Por um bom tempo, a Gazeta do Povo – curvada pelo peso de ter sido fundada em 1919, quando as mulheres usavam camisolas para tomar banho – seguiu as convenções da Genebra do jornalismo. “Não e não”. Mudanças na diagramação ocorriam, mas eram visíveis apenas com o uso de lupas. Até a década de 1930 – a exemplo da maioria dos seus concorrentes – parecia um livro impresso às pressas, feio, mas obediente às regras do chamado publicismo: um jornal existia para defender causas, alguns tons acima, de preferência. A causa da Gazeta era o paranismo, de modo que todo o resto não passava de perfumaria – inclusive a diagramação, já praticada com requintes em magazines comoa Illustração Paranaense (1927). Quem quisesse desenhos de moda, fotografias de banhos de mar em Caiobá e frivolidades, que folheassem revistas para moças.
Não permaneceu sempre assim, a ferro, a fogo e, diga-se, a chumbo quente, que escorria das placas usadas na infernal linotipia, obrigando os impressores intoxicados a se embriagarem de hectolitros de leite vindo das chácaras do Xaxim.
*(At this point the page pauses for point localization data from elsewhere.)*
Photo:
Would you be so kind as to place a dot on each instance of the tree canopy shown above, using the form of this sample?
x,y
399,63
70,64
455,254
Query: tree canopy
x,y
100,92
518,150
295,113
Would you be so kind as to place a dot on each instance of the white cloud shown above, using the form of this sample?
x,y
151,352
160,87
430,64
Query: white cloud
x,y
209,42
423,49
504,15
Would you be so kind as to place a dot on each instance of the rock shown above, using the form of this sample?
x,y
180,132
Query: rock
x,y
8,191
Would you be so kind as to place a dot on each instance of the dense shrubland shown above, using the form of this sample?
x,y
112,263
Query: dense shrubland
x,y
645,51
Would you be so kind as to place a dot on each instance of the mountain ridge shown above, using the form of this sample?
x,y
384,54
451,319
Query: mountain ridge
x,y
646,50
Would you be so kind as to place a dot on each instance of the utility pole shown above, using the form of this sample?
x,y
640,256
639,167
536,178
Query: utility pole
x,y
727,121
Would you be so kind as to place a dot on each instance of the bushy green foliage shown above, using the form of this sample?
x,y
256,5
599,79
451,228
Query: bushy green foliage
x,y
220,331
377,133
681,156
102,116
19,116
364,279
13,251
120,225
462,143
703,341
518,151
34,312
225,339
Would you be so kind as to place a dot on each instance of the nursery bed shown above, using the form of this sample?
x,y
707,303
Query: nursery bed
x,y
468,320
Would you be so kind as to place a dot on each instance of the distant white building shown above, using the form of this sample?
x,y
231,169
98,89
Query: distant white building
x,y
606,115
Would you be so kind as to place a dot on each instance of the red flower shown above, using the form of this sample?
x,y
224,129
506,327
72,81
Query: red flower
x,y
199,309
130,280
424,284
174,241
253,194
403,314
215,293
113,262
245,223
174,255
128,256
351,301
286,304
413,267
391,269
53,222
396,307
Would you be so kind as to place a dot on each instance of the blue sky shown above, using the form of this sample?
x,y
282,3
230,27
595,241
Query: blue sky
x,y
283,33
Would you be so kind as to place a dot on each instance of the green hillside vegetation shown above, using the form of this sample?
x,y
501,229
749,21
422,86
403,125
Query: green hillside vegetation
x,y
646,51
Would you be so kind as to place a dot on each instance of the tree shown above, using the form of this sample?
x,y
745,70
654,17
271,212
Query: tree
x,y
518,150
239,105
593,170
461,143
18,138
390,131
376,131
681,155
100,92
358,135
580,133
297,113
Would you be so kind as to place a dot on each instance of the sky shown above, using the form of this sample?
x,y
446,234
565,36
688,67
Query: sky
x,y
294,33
Nas décadas de 1940 e 1950, por exemplo, uma “Gazeta expressionista”, debaixo do impacto da Segunda Grande Guerra, esbanjava títulos bem entintados, mas não havia diagramação que segurasse diante de um maquinário com data de validade vencida, batendo pino como uma Maria Fumaça.
A rotoplana da marca Müller – uma espécie de carimbo gigante capaz de imprimir edições de no máximo oito páginas – empacava nos dias de frio, ou seja, quase sempre. Era comum o leitor levar para casa uma edição lavada, como se a página tivesse ficado de molho no anil. E não havia muita possibilidade de mudança nas próximas viradas da Terra em torno de seu eixo. Naqueles tempos de incontáveis zeros agregados ao preço da carne, reformas em parques gráficos não ocorriam nem no futurista desenho animado The Jetsons, que dirá no combalido jornal que funcionava na Praça Carlos Gomes.
A “sisuda”
A Gazeta do Povo foi comprada de um de seus fundadores – Oscar De Plácido e Silva – em abril de 1962, pelos advogados Francisco Cunha Pereira e Edmundo Lemanski. As mudanças apareceram nas primeiras semanas: editoriais menos ranhetas, títulos pouco dados a cultuar o fracasso e fumaças do que seriam as campanhas cívicas – que se multiplicariam em número e tamanho ao longo do tempo. Quanto às mudanças gráficas, limitaram-se ao aparecimento de colunas, como “Gente Moça”, de Marcos Vinícius, e as críticas de cinema de José Luiz Kaiser. Some-se as fotos de visita à redação e um maior número de enquetes, feitas com populares, ali na Osório, de modo a quebrar a aparência de tijolaço da Gazeta. Nem o católico A voz do Paraná, dos primeiros tempos, conseguia ser tão sisudo.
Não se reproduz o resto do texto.